Publication Date: 6th January 2022
Journal Name: International Journal of Social Science Exceptional Research
Volume: 1
Issue: 1
Pages: 141 - 157
Description: Growing demands for financial transparency and regulatory compliance are driving the adoption of innovative technologies in financial reporting. This paper presents a conceptual framework for leveraging blockchain to enhance financial transparency, focusing on its transformative impact on accountability, accuracy, and compliance. Blockchain’s decentralized, immutable, and secure ledger addresses the limitations of traditional financial reporting by providing a tamper-proof environment for data management and transaction validation. The framework emphasizes real-time data sharing, automated compliance via smart contracts, and enhanced traceability of financial transactions, thereby reducing fraud, errors, and misreporting while bolstering stakeholder trust. Blockchain’s immutable records facilitate seamless audits and regulatory reviews, while interoperability with existing financial systems ensures integration without disrupting workflows.

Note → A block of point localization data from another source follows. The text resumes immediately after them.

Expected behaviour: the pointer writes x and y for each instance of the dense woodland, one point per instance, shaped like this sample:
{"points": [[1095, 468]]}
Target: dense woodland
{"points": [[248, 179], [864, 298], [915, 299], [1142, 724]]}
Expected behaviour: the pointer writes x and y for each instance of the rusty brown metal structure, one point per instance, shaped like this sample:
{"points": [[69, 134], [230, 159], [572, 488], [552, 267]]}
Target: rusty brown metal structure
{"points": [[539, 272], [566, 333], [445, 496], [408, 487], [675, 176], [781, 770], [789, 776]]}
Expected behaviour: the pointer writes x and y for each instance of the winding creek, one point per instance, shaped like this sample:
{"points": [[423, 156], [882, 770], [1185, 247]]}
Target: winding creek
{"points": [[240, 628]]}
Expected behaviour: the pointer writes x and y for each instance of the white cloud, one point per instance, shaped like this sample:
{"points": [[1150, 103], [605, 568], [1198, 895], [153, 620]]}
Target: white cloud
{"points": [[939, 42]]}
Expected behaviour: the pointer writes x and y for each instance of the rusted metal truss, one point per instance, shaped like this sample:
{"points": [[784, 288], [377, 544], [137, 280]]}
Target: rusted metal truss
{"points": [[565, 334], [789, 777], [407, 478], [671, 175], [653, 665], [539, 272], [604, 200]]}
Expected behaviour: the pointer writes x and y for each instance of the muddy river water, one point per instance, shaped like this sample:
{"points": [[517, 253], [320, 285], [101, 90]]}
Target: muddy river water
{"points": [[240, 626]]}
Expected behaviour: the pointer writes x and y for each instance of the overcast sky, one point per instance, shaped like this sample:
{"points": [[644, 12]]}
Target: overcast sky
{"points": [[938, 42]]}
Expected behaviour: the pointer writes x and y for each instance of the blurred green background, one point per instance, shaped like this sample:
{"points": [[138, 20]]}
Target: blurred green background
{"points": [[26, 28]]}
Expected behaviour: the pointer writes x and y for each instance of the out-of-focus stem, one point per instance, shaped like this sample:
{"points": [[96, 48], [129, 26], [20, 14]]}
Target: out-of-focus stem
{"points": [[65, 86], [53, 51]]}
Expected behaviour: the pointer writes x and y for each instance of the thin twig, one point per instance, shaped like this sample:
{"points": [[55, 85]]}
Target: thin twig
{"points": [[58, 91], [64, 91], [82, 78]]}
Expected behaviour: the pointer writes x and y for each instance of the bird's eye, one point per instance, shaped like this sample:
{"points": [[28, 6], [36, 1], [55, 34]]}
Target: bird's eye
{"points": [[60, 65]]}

The study also examines tokenization for asset representation and reporting efficiency, along with strategies for scalable and efficient blockchain networks. Additionally, the role of artificial intelligence (AI) in analyzing blockchain data is explored, highlighting its potential to deliver actionable insights and support better decision-making. The paper critically analyzes challenges such as regulatory uncertainty, adoption barriers, and data privacy, offering solutions like industry standards, regulatory collaboration, and hybrid blockchain models to balance transparency and confidentiality. In conclusion, blockchain-enhanced financial transparency provides a robust foundation for transforming financial reporting and compliance. The study underscores the importance of cross-industry collaboration and strategic investment to fully realize blockchain’s potential in building a secure, transparent financial ecosystem.